Sous le régime de l’esclavage, la consommation du giraumon (une variété de courge locale) était strictement interdite aux Africains et à leurs descendants. Elle était réservée exclusivement à la table des colons français. Le 1er janvier 1804, jour de la proclamation de l’indépendance par Jean-Jacques Dessalines, Marie-Claire Heureuse Félicité, son épouse, ordonna de préparer cette soupe pour tout le peuple libéré.
La recette est un savant mélange de saveurs et de textures.

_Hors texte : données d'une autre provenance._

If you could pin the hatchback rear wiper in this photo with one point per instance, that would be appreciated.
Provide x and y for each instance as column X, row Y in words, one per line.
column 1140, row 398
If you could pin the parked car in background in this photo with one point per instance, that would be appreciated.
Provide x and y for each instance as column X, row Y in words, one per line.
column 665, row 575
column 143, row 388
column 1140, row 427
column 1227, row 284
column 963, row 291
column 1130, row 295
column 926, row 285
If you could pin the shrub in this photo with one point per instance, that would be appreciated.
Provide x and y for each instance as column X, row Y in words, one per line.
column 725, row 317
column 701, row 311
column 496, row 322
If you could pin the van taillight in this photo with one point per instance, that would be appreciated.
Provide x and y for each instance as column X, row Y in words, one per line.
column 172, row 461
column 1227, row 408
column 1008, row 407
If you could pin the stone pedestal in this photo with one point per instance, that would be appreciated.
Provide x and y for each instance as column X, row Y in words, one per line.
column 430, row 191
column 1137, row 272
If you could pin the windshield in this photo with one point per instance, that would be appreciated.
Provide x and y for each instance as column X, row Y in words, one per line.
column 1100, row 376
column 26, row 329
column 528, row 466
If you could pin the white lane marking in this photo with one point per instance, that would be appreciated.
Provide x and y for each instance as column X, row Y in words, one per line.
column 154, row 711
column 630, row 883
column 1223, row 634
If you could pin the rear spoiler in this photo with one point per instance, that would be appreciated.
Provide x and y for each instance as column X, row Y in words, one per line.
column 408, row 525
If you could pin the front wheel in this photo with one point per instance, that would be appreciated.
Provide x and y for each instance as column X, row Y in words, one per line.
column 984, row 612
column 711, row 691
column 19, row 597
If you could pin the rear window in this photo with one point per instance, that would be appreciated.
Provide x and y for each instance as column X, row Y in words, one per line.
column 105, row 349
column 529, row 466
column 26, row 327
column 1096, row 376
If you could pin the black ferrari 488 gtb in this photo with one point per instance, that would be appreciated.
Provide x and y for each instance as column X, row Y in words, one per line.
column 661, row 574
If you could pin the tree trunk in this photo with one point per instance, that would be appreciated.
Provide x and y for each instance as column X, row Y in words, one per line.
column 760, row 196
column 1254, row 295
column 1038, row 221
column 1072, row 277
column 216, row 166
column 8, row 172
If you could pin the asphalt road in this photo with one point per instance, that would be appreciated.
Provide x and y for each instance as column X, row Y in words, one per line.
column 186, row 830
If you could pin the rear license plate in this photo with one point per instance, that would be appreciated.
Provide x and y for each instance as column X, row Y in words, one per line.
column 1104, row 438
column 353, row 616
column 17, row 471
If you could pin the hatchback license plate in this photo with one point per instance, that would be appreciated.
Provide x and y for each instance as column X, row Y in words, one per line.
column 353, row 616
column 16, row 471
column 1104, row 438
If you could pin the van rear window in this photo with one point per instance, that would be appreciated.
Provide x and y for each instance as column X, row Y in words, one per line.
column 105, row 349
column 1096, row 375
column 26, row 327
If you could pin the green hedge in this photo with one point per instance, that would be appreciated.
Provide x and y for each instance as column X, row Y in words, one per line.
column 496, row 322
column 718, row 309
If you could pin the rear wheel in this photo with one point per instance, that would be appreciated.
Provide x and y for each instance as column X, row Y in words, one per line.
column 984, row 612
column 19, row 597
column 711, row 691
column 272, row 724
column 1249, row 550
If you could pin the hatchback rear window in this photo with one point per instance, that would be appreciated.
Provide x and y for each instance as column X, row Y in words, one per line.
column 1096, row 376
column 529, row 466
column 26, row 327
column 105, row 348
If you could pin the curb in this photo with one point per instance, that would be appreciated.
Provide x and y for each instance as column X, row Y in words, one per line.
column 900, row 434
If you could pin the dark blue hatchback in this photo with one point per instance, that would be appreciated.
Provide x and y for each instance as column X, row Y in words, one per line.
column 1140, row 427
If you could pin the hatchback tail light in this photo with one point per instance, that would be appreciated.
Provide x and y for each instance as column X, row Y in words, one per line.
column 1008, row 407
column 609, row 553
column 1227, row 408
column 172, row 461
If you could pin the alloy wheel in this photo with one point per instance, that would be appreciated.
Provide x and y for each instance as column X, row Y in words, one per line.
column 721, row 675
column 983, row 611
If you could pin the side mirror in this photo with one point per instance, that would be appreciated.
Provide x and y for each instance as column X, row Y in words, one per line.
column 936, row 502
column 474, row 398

Autour du giraumon mixé, qui donne cette couleur jaune dorée si caractéristique, s’articulent des morceaux de viande de bœuf marinés, du chou, des carottes, des pommes de terre, des pâtes et des épices locales relevées d’un soupçon de piment bouc. Sa préparation commence souvent dès la veille dans une ambiance festive et familiale.
Partager la Soupe Joumou à l’antenne par le récit, ou en famille autour de la table, c’est réitérer le serment de liberté d’Haïti. C’est un plat de communion, d’égalité et de fierté nationale. À travers cette chronique culinaire, notre radio célèbre l’art de vivre haïtien, prouvant que l’histoire d’un peuple se transmet aussi par la richesse et la générosité de ses saveurs.